In 1962 C. S. Lewis was asked by The Christian Century, “What books did most to shape your vocational attitude and your philosophy of life?” In response, Lewis listed ten books. #3 on that list was The Aeneid by Virgil (The Christian Century, 6 June 1962).
Lewis first encountered the great Roman poet of the first century BC while he was a student at Cherbourg Preparatory School in Great Malvern, England, from 1911 to 1913. Lewis was then in his early teens. His first reading of Virgil contributed, indirectly, to his temporary turn to atheism. He described it this way in chapter IV of Surprised by Joy:
This ludicrous burden of false duties in prayer provided, of course, an unconscious motive for wishing to shuffle off the Christian faith; but about the same time, or a little later, conscious causes of doubt arose. One came from reading the classics. Here, especially in Virgil, one was presented with a mass of religious ideas; and all teachers and editors took it for granted from the outset that these religious ideas were sheer illusion. No one ever attempted to show in what sense Christianity fulfilled Paganism or Paganism prefigured Christianity. The accepted position seemed to be that religions were normally a mere farrago of nonsense, though our own, by a fortunate exception, was exactly true. The other religions were not even explained, in the earlier Christian fashion, as the work of devils. That I might, conceivably, have been brought to believe. But the impression I got was that religion in general, though utterly false, was a natural growth, a kind of endemic nonsense into which humanity tended to blunder. In the midst of a thousand such religions stood our own, the thousand and first, labeled True. But on what grounds could I believe in this exception? It obviously was in some general sense the same kind of thing as all the rest. Why was it so differently treated? Need I, at any rate, continue to treat it differently? I was very anxious not to.

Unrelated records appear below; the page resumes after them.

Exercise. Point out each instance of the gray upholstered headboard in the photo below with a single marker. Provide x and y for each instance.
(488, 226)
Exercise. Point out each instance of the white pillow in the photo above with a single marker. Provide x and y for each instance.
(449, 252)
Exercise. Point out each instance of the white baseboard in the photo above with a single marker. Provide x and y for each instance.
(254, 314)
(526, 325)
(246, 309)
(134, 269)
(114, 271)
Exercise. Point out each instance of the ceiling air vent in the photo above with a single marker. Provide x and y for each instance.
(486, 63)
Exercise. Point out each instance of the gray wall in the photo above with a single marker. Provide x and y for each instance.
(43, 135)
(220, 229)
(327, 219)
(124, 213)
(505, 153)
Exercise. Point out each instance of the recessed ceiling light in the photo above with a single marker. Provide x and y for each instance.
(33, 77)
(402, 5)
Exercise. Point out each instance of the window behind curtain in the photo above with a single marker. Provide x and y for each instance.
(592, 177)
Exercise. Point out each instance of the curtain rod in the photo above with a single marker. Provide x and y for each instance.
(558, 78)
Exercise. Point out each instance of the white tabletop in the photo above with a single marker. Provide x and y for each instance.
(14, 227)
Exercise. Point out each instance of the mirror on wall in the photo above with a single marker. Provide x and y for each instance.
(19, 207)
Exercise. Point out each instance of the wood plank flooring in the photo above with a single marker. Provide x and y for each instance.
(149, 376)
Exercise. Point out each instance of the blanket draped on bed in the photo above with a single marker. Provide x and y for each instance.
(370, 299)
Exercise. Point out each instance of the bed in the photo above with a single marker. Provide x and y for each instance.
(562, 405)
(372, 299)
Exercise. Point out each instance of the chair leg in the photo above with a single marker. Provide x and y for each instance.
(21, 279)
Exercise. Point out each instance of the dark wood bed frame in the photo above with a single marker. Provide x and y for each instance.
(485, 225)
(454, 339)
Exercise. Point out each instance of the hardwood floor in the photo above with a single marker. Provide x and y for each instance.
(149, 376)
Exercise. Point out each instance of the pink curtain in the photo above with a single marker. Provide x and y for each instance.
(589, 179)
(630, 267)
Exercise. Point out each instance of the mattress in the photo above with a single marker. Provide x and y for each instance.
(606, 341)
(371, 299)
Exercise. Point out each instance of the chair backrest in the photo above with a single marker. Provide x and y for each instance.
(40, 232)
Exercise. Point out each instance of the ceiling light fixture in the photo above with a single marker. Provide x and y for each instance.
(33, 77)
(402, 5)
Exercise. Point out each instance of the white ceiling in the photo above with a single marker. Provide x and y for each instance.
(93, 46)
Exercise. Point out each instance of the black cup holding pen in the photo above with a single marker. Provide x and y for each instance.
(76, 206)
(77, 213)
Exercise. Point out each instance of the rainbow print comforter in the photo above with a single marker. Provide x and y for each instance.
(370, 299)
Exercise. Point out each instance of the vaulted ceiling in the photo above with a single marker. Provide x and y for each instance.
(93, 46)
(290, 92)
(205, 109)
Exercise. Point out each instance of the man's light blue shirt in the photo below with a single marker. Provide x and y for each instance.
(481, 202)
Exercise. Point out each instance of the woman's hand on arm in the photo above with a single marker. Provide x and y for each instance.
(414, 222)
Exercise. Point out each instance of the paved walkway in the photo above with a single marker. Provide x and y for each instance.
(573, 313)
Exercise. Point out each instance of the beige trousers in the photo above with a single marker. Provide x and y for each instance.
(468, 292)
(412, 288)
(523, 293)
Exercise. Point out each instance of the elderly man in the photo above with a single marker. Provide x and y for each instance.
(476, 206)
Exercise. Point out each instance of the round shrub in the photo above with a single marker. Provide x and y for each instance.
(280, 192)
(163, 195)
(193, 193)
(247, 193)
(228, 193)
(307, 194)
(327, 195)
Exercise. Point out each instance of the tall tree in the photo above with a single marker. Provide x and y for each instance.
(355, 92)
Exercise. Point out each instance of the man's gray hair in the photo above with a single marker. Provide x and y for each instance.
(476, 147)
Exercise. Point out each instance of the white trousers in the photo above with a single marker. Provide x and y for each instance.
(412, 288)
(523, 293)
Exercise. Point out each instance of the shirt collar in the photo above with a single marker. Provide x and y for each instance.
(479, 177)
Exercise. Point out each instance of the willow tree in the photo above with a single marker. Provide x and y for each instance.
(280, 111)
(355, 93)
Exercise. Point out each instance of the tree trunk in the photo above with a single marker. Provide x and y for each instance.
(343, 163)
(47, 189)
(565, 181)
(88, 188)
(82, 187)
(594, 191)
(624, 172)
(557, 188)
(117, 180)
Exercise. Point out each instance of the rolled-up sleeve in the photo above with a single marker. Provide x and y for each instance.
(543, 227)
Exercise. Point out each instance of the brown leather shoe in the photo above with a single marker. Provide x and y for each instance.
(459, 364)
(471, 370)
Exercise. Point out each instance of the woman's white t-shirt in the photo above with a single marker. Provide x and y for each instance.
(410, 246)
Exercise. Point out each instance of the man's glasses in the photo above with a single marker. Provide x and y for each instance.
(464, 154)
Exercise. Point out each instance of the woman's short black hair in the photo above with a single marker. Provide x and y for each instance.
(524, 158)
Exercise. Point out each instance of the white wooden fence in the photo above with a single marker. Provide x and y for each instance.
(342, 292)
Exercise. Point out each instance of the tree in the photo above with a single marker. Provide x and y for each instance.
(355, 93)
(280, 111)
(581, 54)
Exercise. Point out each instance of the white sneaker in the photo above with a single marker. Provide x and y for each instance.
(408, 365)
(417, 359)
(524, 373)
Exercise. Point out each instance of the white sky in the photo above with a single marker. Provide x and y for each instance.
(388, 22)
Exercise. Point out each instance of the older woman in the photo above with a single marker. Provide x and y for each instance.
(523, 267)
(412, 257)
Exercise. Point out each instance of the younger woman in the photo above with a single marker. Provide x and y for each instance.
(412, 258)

Lewis remained fascinated with Virgil, and The Aeneid in particular, throughout his life. His first attempt at translating The Aeneid was undertaken while being prepped for Oxford by his tutor, William Kirkpatrick, in 1915. (Collected Letters of C. S. Lewis, Vol. I, pp. 112-113, 157.) When Lewis began work on his classics degree at Oxford (in which he eventually received a "double first") he had to read all of Homer, all of Virgil, all of Demosthenes and all of Cicero, not to mention a number of Greek plays, in addition to studying Logic. (Collected Letters, Vol. I, p. 434.)
The first time Lewis translated the Aeneid apart from his schooling was in August of 1922 (C. S. Lewis, All My Road Before Me, pp. 84-85). By 1935, he reported to his friend, Owen Barfield, that he had translated 200 lines of the Aeneid into riming alexandrines. Work on the Aeneid continued off and on over the next decade. By 1943, Lewis was reading extracts to the Inklings. As late as 1959 Lewis still considered his translation incomplete. It is possible that he considered continuing work on this project in 1963, the last year of his life.
Thanks to Walter Hooper, Lewis’ secretary for a short time in 1963, Lewis’ surviving translation of the Aeneid, along with a number of other unpublished pieces, was rescued from a bonfire at The Kilns, Lewis’ former home, in 1964. Now, due to the excellent scholarly work of A. T. Reyes, Lewis’ translation of portions of Virgil’s epic poem is readily available to the world.
The bulk of C. S. Lewis’s Lost Aeneid consists of Lewis’ English translation in parallel with the Latin text. In addition, Reyes fills in the story of the Aeneid where Lewis has not provided a translation for us. However, one of the best things about the book is Reyes’ Introduction. Reyes reveals to the reader not only the history of Lewis’ translation of Virgil but also Lewis' approach to translation in general, and the reason why the Aeneid remained such an influential book for Lewis throughout his life.
Latin scholars will, of course, judge for themselves how successful Lewis’ translation of Virgil’s epic really is. However, it is my suspicion that even those readers who are new to the Aeneid will find this volume helpful. Furthermore, all Lewis fans should be delighted to discover yet another facet to the literary career of this ever diverse man of letters. The only drawback to this book is that Lewis’ translation of the Aeneid remained incomplete at the end of his life, but that was just like Lewis, leaving his readers wanting more.